I’ve been consciously ignoring the fact that my mother sometimes reads this. she is shocked and disgusted. so do I stop writing? no, I pretend she doesn’t read it. and frankly, she shouldn’t be, and I told her so. sure, it’s public, so’s a lot of free porn, and she doesn’t look at that.
the man said he wasn’t reading it…and he was…and copying it down. and my emails.
so how does that make me feel? unsafe. it also makes me subconsciously look over my shoulder everytime I write anything. you know what that does? blocks my writing. why when he does it, and not my mother? because I could lose my kids.
it feels like an assault. and I’m angry. but I want to stop being angry, because it’s not helping in any way.
I’m releasing the control, and accepting what’s to come. that helps, but I really hate the unknown, and I wonder when I’ll get my feeling of security back.
I don’t want to be a poor single mother again. instead of having anger bursts, now I’m having fear bursts. this morning while I was folding laundry I was thinking, “when I’m poor, how will I afford new undies??” …mine already have holes now, and I’m not destitute. yesterday it was, “will I ever have another pair of pajamas?” this spring I bought the first set of pj’s I have had since I was in college. I mean, pj’s are a luxury. otherwise, you sleep in old tee shirts. will I get to go out for italian food?
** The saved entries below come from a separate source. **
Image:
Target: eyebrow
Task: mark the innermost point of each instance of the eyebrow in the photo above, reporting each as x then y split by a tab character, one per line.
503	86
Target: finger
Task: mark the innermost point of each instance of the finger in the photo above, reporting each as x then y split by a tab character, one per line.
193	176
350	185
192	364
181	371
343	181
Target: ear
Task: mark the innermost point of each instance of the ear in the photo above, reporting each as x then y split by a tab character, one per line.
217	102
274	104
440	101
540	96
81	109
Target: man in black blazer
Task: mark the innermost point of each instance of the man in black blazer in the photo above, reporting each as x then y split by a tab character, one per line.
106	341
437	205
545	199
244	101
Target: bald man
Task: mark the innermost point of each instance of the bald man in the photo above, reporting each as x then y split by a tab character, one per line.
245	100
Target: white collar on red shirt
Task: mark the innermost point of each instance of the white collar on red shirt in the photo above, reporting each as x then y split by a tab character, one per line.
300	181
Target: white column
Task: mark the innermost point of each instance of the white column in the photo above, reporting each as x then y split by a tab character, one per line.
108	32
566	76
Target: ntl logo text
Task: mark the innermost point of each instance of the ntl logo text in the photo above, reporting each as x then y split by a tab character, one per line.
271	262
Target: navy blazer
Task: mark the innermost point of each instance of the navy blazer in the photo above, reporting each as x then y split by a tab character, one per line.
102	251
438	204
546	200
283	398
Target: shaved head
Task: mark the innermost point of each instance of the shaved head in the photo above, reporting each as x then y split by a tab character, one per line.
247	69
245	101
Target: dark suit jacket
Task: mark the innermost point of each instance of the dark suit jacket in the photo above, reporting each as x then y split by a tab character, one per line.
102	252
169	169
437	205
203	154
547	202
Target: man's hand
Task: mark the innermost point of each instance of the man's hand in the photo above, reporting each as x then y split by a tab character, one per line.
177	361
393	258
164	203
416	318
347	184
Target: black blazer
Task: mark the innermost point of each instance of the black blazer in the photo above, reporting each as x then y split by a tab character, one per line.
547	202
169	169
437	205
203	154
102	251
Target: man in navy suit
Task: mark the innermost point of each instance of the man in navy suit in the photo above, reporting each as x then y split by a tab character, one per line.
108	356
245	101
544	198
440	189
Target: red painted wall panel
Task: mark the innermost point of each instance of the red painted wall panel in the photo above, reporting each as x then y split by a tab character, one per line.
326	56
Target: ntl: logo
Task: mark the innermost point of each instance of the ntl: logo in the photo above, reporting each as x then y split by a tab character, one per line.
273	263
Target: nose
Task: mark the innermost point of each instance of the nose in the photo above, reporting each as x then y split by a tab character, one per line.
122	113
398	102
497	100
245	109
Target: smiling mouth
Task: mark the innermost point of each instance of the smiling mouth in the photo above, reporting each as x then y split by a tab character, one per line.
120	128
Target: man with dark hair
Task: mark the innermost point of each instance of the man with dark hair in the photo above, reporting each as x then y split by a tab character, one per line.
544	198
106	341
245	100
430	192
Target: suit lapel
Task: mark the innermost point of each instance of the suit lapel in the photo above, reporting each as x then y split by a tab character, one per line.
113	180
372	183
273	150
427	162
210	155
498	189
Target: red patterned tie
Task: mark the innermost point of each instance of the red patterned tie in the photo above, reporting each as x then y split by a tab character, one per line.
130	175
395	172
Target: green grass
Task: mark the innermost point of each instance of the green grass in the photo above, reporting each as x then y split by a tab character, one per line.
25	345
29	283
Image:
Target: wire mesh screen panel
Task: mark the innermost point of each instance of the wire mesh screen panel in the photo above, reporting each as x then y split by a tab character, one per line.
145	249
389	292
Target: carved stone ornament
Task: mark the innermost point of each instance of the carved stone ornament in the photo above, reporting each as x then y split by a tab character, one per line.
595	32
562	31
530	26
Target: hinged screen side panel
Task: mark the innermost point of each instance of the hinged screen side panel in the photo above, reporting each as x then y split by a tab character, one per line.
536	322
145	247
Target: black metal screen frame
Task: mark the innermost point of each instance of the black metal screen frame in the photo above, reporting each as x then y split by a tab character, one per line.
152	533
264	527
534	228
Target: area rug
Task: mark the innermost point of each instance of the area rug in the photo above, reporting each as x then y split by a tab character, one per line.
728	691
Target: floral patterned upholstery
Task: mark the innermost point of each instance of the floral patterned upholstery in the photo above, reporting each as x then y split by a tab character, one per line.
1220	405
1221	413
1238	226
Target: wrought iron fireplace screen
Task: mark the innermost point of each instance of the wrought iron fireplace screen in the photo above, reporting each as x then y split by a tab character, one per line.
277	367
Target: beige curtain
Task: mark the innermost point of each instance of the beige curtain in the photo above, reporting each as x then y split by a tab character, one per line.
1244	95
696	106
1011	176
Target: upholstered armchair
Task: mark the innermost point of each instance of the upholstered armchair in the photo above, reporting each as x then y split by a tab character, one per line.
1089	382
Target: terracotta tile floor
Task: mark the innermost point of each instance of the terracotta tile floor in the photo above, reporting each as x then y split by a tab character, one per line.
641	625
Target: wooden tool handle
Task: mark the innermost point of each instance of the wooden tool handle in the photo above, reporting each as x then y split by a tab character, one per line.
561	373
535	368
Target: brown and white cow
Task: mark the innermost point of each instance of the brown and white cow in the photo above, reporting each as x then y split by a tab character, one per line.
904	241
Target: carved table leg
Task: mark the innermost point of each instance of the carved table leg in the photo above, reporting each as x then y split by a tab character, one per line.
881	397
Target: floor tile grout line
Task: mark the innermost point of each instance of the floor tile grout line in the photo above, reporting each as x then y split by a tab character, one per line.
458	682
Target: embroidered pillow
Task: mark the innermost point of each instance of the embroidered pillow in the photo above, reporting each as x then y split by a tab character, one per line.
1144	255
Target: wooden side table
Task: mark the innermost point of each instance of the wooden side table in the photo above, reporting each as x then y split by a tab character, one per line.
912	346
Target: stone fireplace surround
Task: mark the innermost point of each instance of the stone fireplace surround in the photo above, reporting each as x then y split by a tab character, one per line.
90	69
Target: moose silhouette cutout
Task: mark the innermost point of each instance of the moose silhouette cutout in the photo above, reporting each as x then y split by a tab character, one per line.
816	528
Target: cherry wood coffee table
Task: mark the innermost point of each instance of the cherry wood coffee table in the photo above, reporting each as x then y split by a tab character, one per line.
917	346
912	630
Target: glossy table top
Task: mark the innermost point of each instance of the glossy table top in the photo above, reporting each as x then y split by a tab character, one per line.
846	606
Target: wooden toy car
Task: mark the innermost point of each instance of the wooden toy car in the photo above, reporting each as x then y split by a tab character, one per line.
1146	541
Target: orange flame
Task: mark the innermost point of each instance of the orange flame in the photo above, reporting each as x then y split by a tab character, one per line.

emma just brought me a slip saying we owe 12 dollars to the school lunch account. emma gave the lunch money check to her teacher, instead of taking it to the lunch lady and the teacher thought it was money for the pta drive. fuck. I want to cry. I want to scream. I want to scream at david.
but I must stop caring. like I don’t care that my mother reads this. like I don’t care if jackie reads this. like I don’t care that she calls every tuesday night at 2am, just to get her jollies waking me up. like the jedi wave. okay.
now on to “marriage counseling” in a half hour…if it can really be called that. it’s actually divorce counseling so we can speak to each other without the kids around. a referee with a masters degree. jedi wave.
I know my problems are not that big a deal in the scheme of things. could be worse. I just have to figure it out. but it does hurt really bad, just the same.